Edge computing company Adlink partnered with Intel and Amazon Web Services (AWS) on a product that targets industrial use cases that can benefit from artificial intelligence (AI) at the edge.

It combines Intel’s OpenVINO toolkit, which includes accelerators and streamlines deep learning workloads across Intel architecture, including accelerators, along with AWS Sagemaker and AWS Greengrass. Sagemaker is a fully-managed service for machine learning workflow, and Greengrass, extends AWS to edge devices so they can act locally on the data they generate while still using the cloud for management, analytics, and durable storage.

The product, called Adlink AI at the Edge, also comes integrated with Adlink Data River, which offers vendor-agnostic translation between devices and applications. And finally, it adds in the Adlink Edge software suite, which builds a set of deployable applications to communicate with end-points, devices, or applications. This software can also publish and/or subscribe to data topics on the Adlink Data River.

The product aims to make it easier for customers to design and deploy machine learning models by automating edge computing processes. The vendors claim the platform will allow industrial users to develop applications without needing advanced knowledge of data science and machine learning models.

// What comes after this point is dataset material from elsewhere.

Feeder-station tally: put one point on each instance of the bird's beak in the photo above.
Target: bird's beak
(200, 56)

“We’ve worked on multiple industrial use cases that benefit from AI at the edge, including a smart pallet solution that makes packages and pallets themselves intelligent so they can detect where they’re supposed to be, when they’re supposed to be there, in real-time,” said Toby McClean, VP of IoT innovation and technology at Adlink. “This enables warehouse customers to yield improved logistics and productivity, while also decreasing incorrectly shipped packages and theft. And this use case can be replicated across verticals to improve operational efficiency and productivity.”

Additional use cases include object detection modeling for object picking functions or worker safety, such as identifying product defects on conveyor systems or worker impediments in manufacturing environments, and equipment failure predictions to reduce machine downtime and increase productivity, the company says.